Groups like Generation Rx are working with kids as young as elementary age to get the message out about the dangers of prescripti­on pill and heroin use.

The group was started by the Ohio State University school of pharmacy in 2012 and has spread to other universiti­es. The Cedarville University chapter targets middle schools in the area.

“We were really aiming for a program that was preventati­ve,” said Rachel Bull, a pharmacy student from Illinois and one of the Cedarville Generation Rx committee chairs. They also chose that age range because the kids are able to understand and retain informatio­n about addiction.

There is evidence that middle school students are already experiment­ing with dangerous opioids.

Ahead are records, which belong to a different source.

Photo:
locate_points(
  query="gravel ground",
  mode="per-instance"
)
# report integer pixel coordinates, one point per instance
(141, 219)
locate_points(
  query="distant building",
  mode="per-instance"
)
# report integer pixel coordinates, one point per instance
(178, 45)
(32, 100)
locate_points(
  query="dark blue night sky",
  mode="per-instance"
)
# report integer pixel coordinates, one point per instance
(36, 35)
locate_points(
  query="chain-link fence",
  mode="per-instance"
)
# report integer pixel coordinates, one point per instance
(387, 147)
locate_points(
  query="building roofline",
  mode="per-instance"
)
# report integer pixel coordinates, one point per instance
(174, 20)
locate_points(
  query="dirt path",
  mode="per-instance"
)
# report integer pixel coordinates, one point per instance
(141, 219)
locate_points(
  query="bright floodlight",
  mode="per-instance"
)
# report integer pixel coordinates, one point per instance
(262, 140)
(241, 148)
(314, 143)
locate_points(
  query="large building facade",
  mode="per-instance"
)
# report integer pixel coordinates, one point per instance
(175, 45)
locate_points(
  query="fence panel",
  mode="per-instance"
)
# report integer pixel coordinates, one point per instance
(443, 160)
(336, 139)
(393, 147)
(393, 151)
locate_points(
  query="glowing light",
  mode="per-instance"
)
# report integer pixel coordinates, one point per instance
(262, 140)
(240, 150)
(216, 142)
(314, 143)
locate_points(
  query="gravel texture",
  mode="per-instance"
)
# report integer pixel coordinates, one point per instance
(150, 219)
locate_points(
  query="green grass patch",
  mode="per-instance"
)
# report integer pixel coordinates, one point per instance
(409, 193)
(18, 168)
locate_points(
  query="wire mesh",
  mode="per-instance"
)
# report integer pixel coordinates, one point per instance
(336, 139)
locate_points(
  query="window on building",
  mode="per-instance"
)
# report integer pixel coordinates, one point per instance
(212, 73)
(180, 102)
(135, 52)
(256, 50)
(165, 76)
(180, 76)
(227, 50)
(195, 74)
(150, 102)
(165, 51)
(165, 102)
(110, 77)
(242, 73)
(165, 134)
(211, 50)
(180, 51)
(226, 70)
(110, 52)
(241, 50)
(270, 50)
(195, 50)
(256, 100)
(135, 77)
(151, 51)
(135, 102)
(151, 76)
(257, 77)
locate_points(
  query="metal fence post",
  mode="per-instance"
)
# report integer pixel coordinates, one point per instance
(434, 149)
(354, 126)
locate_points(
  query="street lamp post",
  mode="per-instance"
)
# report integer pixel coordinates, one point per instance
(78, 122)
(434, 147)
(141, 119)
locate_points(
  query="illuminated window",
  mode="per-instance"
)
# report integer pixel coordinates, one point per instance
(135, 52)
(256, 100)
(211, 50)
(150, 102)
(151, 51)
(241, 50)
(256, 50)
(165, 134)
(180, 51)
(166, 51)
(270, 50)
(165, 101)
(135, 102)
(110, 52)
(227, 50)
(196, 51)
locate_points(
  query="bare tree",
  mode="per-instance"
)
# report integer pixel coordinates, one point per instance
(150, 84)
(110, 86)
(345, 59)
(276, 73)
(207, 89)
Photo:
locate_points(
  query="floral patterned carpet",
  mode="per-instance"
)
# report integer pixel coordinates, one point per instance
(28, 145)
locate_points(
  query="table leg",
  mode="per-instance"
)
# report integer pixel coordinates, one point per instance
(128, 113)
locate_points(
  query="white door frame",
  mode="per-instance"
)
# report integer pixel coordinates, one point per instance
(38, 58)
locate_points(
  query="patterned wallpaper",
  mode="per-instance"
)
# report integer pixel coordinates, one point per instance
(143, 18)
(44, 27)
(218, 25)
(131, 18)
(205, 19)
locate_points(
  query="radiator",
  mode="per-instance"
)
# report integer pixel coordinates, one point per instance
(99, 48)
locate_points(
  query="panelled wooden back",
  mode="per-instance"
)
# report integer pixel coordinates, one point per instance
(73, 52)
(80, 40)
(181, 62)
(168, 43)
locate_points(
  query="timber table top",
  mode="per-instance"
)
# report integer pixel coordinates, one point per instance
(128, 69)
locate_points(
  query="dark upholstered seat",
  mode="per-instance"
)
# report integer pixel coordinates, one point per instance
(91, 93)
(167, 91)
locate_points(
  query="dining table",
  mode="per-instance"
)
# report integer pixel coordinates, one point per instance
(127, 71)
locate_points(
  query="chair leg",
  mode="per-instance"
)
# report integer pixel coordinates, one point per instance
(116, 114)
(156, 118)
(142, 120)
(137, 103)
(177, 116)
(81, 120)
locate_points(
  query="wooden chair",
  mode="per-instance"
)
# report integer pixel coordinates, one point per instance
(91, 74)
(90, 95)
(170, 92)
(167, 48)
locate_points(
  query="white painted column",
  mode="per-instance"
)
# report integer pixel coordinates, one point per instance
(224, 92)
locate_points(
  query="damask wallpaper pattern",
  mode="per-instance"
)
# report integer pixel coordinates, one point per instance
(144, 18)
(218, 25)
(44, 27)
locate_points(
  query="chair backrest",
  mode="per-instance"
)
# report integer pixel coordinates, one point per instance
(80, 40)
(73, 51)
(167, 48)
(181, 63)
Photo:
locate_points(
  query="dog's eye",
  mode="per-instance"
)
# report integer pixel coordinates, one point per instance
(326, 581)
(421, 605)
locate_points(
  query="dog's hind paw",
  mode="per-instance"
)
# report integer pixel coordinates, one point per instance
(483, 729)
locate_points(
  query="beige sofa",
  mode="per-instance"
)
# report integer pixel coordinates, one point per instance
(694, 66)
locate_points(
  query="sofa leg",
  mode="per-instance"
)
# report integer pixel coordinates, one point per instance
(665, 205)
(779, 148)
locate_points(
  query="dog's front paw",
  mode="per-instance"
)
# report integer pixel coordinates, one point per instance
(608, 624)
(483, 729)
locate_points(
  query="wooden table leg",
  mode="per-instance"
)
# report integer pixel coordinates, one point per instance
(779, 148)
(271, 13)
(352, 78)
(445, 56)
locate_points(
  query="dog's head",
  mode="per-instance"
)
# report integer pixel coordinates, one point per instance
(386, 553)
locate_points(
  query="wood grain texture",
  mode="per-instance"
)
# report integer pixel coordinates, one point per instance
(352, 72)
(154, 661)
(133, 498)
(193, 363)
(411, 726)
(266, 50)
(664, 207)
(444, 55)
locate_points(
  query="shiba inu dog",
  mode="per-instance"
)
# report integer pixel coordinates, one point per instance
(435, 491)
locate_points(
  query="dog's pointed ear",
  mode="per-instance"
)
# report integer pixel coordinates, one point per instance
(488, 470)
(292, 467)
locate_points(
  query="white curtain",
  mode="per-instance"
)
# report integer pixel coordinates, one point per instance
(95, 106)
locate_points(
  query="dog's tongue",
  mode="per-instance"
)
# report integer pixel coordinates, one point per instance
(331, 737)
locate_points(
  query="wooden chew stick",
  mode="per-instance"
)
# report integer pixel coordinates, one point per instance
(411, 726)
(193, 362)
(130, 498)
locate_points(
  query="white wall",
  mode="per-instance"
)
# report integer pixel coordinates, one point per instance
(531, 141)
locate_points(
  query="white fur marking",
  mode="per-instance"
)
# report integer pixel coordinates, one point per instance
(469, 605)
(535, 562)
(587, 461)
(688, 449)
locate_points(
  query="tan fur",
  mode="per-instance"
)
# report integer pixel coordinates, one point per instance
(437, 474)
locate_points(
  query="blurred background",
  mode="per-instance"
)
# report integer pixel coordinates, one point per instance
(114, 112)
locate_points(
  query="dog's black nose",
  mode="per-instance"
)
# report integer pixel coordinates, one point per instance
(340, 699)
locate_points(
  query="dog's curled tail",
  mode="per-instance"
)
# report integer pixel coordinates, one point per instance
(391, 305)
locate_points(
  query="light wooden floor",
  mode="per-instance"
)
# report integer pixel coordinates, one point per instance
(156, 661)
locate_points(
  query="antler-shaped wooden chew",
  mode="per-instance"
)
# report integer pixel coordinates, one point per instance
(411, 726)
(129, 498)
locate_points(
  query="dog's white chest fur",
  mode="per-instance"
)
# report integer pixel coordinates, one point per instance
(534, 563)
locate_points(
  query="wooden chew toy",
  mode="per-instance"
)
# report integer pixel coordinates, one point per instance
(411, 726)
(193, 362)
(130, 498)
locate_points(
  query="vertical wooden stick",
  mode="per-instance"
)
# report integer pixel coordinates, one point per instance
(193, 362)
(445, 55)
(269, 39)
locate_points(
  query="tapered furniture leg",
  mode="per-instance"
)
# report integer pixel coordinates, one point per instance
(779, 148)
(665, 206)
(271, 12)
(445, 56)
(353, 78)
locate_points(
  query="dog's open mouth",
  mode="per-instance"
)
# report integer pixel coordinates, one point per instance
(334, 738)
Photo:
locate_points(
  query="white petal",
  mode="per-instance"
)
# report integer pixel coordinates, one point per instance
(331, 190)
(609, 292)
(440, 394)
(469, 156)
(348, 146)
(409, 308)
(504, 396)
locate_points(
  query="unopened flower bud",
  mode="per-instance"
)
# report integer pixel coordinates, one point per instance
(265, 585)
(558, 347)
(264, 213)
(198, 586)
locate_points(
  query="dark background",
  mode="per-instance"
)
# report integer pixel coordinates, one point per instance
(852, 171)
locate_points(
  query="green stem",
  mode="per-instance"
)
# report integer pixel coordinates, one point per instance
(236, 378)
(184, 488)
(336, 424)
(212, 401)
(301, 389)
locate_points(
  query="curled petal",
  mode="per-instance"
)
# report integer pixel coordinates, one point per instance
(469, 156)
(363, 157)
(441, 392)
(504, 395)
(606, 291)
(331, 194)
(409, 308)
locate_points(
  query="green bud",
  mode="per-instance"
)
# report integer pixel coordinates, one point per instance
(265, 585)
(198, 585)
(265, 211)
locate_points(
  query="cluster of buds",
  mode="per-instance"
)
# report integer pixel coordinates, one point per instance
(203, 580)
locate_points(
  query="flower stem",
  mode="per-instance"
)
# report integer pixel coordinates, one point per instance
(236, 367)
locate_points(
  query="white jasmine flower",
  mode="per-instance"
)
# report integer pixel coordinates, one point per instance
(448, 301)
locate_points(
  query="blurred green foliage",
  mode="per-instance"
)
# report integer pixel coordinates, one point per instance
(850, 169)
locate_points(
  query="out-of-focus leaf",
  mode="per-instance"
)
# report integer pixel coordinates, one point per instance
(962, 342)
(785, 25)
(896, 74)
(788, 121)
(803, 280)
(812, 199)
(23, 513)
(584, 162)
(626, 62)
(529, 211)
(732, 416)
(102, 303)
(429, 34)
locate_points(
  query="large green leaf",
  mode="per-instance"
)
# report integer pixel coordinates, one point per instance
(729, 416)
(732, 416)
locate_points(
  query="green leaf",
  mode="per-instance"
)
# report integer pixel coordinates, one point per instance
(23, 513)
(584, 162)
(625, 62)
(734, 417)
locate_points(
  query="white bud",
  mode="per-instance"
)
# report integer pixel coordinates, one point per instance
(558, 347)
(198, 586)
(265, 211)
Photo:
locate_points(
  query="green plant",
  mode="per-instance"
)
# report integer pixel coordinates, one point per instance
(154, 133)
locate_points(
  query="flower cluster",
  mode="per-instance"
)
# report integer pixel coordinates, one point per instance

Surveys have shown 60 percent to 70 percent of teens said their home medicine cabinet is their source of drugs. And 20 percent of kids who misuse prescripti­on drugs started before the age of 14. In 2015, an estimated 21,000 adolescent­s had used heroin in the past year, according to the American Society of Addiction Medicine.

Generation Rx teaches kids not only about the dangers of abusing pain pills, or any medication not prescribed to them, but also about the common progressio­n from pills to heroin.

“We spend a lot of time talking about that it’s a myth that you can just take (pills) for fun and not become addicted,” Bull said. “We also spend some time talking about how the heroin addiction in a lot of cases starts with prescripti­on pain relievers, but at a certain point heroin becomes less expensive.”